Seeking to extend the use of personal computers in developing nations, chip maker Intel Corp. on May 3 unveiled its own design for a mobile PC that is intended to provide affordable collaborative learning environments for teachers and students around the world.
Intel Chief Executive Paul Otellini said the $400 machines–code-named “Eduwise”–will feature built-in wireless capabilities and will be able to run Microsoft Corp.’s Windows or the Linux operating system.
“What we want to do is accelerate to uncompromised technology for everyone in the world,” Otellini said during a demonstration at the World Congress on Information Technology in Austin, Texas. “No one wants to cross the digital divide with yesterday’s technology.”
Though Intel says the device is aimed first at developing countries, it’s likely to have an effect on the U.S. market for computers in education, too. Intel spokesman Mike Green acknowledged that, while the company has no current plans to market the device in the U.S., “there is interest that we will explore over time.”
The flip-open Eduwise computer includes a handle, light blue accents, and snaps shut like a purse. Special software allows students in a classroom to view presentations, take tests, and interact individually with their teachers using a built-in wireless connection.
The cheaper PCs are part of a $1 billion investment by Intel over the next five years to promote the use of computers in schools, cafes, and other public spots in developing countries, Otellini said. These efforts also include training 10 million teachers worldwide in how to use technology to enhance instruction (see story: Intel to train 10 million more teachers in technology use).
The Eduwise machine was designed by Santa Clara, Calif.-based Intel but will be built by its computer-making customers. Otellini said the devices should be available next year.
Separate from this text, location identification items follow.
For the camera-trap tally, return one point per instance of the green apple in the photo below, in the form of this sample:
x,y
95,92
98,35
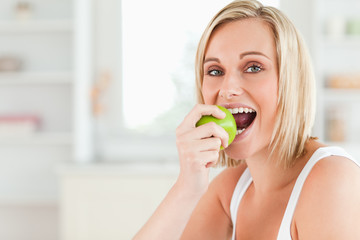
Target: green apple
x,y
228,123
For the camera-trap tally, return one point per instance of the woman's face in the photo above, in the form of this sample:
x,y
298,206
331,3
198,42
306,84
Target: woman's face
x,y
240,73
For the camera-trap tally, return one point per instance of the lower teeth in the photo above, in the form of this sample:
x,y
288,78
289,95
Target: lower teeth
x,y
239,131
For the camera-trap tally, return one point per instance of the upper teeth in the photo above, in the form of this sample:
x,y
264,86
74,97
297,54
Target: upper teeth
x,y
241,110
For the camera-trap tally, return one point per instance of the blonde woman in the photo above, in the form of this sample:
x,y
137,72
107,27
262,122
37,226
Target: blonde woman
x,y
280,183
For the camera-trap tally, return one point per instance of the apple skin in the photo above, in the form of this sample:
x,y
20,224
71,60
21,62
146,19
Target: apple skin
x,y
228,123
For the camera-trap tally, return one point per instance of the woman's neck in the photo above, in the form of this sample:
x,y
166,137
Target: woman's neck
x,y
269,177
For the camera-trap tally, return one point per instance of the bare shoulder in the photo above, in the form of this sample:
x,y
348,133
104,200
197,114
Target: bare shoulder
x,y
225,183
329,204
211,217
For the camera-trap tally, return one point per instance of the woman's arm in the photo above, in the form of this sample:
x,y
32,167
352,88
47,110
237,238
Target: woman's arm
x,y
329,204
198,149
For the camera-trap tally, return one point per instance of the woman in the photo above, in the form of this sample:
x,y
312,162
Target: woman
x,y
280,183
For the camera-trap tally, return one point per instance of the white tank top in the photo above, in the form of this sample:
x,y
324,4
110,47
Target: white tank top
x,y
246,179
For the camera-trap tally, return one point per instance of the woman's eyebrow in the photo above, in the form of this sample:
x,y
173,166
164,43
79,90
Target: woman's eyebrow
x,y
252,53
211,60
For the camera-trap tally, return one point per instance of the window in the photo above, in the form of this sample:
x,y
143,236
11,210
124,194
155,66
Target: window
x,y
158,46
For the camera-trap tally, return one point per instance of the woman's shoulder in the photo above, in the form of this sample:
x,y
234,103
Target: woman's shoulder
x,y
330,197
224,183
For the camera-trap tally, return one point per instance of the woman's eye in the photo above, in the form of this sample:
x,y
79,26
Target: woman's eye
x,y
215,72
253,69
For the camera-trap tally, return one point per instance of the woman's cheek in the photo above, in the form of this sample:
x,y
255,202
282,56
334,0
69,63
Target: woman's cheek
x,y
209,92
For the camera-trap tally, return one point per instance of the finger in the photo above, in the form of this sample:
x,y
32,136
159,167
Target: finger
x,y
210,158
202,110
208,144
211,130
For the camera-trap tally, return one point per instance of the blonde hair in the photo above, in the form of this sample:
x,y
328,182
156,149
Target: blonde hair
x,y
296,84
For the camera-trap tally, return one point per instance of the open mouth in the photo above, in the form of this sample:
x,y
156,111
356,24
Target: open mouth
x,y
243,117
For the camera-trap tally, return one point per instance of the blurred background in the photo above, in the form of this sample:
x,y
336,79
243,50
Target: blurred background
x,y
91,93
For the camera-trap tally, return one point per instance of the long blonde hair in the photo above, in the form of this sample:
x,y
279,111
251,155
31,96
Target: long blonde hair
x,y
296,91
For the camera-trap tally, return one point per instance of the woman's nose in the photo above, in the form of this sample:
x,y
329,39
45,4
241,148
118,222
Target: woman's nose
x,y
230,89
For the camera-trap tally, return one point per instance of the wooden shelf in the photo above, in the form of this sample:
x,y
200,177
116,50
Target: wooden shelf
x,y
41,138
33,26
35,78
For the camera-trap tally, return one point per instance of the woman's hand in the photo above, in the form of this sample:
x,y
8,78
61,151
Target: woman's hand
x,y
198,148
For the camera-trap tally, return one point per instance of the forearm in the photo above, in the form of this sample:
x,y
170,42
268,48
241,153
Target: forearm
x,y
170,218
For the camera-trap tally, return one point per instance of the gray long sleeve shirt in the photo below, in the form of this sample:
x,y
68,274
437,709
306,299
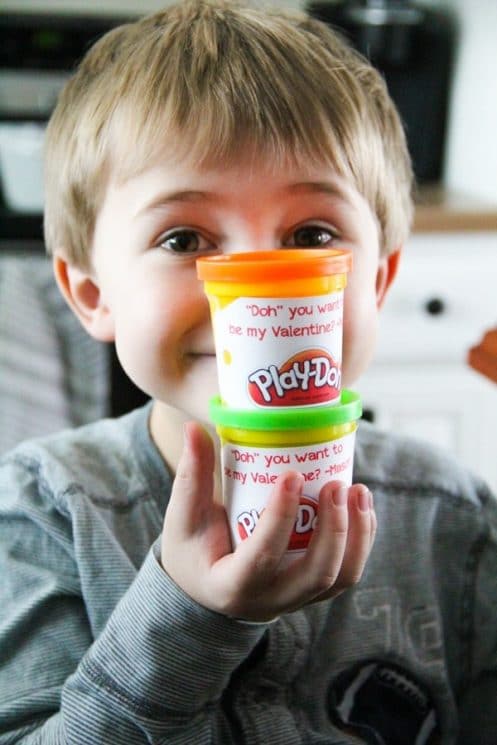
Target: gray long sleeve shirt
x,y
98,645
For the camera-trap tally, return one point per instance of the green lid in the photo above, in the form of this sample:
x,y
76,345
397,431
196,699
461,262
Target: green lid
x,y
349,409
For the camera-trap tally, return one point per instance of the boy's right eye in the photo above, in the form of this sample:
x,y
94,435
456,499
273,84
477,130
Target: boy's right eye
x,y
184,241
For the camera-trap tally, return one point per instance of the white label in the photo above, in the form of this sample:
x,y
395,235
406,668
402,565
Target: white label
x,y
249,474
280,351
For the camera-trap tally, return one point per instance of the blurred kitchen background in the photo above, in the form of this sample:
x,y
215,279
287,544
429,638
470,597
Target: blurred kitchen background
x,y
439,61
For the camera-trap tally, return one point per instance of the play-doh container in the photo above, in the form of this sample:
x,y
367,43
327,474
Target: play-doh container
x,y
256,446
277,319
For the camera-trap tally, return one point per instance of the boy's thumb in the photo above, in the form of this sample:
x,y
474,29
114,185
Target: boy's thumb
x,y
194,483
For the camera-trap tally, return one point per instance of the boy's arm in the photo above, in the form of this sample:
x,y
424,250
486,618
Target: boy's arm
x,y
160,667
478,705
157,671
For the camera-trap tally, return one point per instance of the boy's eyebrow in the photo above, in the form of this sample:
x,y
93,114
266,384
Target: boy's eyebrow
x,y
326,187
186,195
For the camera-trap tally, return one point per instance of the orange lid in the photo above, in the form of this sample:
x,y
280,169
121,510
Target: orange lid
x,y
280,264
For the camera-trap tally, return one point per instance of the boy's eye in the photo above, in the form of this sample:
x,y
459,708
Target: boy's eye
x,y
184,242
311,236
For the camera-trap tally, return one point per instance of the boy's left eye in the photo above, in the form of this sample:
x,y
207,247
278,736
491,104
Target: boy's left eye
x,y
311,236
184,241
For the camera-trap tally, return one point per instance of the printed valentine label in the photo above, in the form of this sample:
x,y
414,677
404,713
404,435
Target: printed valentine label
x,y
249,474
275,352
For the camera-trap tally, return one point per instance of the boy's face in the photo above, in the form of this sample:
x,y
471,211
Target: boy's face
x,y
144,292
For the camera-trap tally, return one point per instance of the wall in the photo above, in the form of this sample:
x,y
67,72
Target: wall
x,y
471,155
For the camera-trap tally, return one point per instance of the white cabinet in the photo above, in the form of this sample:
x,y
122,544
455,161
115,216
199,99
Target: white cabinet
x,y
444,298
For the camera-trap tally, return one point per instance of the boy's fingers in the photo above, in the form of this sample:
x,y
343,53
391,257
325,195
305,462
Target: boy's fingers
x,y
362,527
325,553
191,495
260,555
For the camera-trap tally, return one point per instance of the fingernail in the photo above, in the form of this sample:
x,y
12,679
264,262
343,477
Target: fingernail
x,y
364,499
293,482
339,496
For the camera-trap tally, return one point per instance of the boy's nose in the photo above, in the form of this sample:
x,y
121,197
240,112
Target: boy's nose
x,y
252,243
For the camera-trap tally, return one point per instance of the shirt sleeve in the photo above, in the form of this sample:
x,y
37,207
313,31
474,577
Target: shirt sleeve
x,y
156,673
478,706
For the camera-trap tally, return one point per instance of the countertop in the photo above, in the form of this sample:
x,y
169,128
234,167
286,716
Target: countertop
x,y
439,210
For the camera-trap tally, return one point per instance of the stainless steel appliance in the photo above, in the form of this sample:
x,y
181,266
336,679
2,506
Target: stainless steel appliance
x,y
413,46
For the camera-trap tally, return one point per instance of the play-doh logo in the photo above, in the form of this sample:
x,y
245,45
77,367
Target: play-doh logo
x,y
309,377
302,530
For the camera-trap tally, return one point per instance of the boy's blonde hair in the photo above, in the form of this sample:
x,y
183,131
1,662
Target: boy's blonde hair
x,y
212,80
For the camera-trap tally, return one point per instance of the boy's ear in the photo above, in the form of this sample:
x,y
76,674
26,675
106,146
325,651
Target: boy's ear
x,y
387,270
83,296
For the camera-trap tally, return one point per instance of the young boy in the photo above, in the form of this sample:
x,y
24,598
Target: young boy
x,y
209,128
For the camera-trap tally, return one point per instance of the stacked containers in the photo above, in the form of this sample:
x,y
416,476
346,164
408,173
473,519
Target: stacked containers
x,y
277,319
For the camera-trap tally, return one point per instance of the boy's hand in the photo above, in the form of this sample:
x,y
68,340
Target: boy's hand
x,y
249,583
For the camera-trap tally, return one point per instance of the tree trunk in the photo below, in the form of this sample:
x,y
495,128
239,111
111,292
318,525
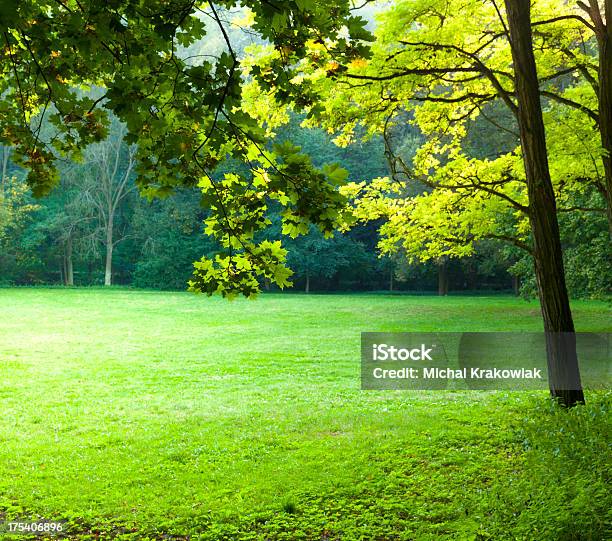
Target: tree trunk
x,y
69,268
562,359
604,37
108,273
443,278
516,285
Many high-tech companies, including Intel rival Advanced Micro Devices Inc. (AMD) and Microsoft, have announced similar initiatives in an effort close the digital divide between developed and developing nations.
Massachusetts Institute of Technology (MIT) professor Nicholas Negroponte’s nonprofit One Laptop Per Child association hopes to begin providing $100 laptops to millions of children in China, India, Egypt, Brazil, Thailand, Nigeria, and Argentina by early 2007.
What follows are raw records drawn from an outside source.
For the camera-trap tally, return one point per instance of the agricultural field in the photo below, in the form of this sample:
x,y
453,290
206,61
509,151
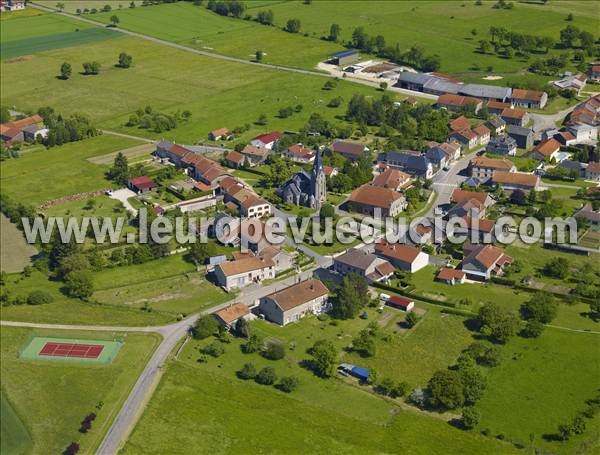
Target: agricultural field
x,y
27,34
215,410
49,174
40,401
16,252
528,393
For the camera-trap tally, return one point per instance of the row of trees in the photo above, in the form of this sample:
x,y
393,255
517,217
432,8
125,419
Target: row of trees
x,y
149,118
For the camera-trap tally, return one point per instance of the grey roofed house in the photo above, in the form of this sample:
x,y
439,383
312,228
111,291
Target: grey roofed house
x,y
571,165
436,155
413,164
523,136
441,86
486,91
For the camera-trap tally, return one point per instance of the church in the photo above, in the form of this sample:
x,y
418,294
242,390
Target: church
x,y
307,189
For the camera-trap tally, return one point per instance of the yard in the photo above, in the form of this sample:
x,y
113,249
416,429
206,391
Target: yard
x,y
204,405
52,398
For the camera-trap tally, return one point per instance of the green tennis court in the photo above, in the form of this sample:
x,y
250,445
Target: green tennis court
x,y
71,350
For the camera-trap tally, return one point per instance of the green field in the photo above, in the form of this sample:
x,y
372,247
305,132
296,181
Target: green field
x,y
203,405
60,171
16,252
217,93
541,384
31,351
55,397
15,438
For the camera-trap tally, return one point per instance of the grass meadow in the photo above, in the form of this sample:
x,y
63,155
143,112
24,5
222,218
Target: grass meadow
x,y
48,174
204,405
52,398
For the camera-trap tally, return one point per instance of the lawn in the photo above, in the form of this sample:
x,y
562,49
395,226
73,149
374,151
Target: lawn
x,y
16,252
541,384
45,175
55,397
203,405
228,94
64,310
174,287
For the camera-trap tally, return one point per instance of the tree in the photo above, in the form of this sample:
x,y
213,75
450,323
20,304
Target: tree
x,y
292,26
557,268
205,326
79,284
446,389
119,172
288,384
325,357
542,307
496,322
334,32
248,371
326,211
65,71
91,68
274,350
411,319
125,60
266,376
470,417
39,298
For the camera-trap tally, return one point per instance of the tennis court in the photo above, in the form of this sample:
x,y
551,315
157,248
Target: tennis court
x,y
64,349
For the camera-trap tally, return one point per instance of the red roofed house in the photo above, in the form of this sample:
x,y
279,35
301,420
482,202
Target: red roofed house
x,y
484,261
267,140
221,133
350,150
299,154
529,98
456,103
366,199
516,117
141,184
392,178
483,134
546,150
451,276
460,123
405,257
400,303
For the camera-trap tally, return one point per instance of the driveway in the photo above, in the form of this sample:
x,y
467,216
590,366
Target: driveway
x,y
123,195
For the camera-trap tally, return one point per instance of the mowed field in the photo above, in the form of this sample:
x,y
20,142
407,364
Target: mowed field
x,y
48,174
52,398
204,406
16,252
217,93
443,28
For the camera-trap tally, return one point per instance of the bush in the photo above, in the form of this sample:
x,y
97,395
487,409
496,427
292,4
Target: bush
x,y
39,298
213,350
248,371
288,384
274,350
266,376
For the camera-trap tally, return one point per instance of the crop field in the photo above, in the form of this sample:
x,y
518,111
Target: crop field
x,y
56,397
217,93
16,252
60,171
204,405
541,384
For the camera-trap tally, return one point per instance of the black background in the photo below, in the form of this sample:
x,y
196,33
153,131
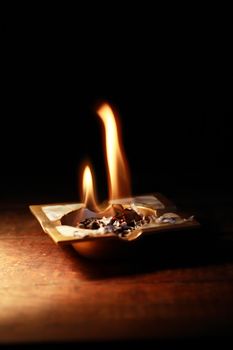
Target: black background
x,y
169,78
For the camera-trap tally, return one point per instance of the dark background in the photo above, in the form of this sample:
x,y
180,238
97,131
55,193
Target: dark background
x,y
169,79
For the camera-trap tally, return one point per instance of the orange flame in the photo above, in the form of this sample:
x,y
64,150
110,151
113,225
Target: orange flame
x,y
88,189
119,184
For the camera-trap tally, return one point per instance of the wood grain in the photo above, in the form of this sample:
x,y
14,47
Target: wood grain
x,y
173,287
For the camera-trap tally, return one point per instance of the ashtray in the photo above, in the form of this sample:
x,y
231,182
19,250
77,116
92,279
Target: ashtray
x,y
56,220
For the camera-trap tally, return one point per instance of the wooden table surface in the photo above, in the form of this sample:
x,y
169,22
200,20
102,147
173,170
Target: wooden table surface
x,y
172,286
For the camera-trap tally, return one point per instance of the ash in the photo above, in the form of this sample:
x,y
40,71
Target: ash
x,y
123,222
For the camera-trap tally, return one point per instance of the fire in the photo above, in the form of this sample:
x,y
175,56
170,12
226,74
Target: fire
x,y
118,173
88,189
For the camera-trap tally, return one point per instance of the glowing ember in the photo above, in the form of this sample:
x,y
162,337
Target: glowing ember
x,y
115,218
Tentative designs call for a machine that uses one-tenth of the power of conventional laptops, a 7-inch screen, and the Linux operating system. The project’s partners include Google Inc. and AMD.
Microsoft Chairman Bill Gates and Chief Technology Officer Craig Mundie have suggested that cell phones, not laptops, hold the most promise for providing low-cost access to one-to-one computing in developing nations (see story: Gates: Cell phones, not laptops, will best answer poor students’ needs). Their decree came after Microsoft failed to reach an agreement with Negroponte’s association to use Microsoft’s Windows operating system on the $100 machines. Intel’s Otellini distinguished his company’s low-cost laptop from Negroponte’s device by noting that it has enough power and memory to run Windows applications.
Negroponte told the New York Times that the Intel program was a step forward, but that focusing efforts on teacher training had serious drawbacks.
“Anything is better than nothing,” he said, “but teacher training is the slowest way to improve global education and reaches very few rural, remote teachers in very poor places.”
Otellini also announced that Intel has reached a deal with the Mexican government to provide new, low-cost PCs to 300,000 teachers in that country by the end of this year.
“The federal government of Mexico has made great progress in bringing computing into the primary and secondary school classrooms of our country,” Mexican President Vicente Fox said in a prepared statement delivered via video.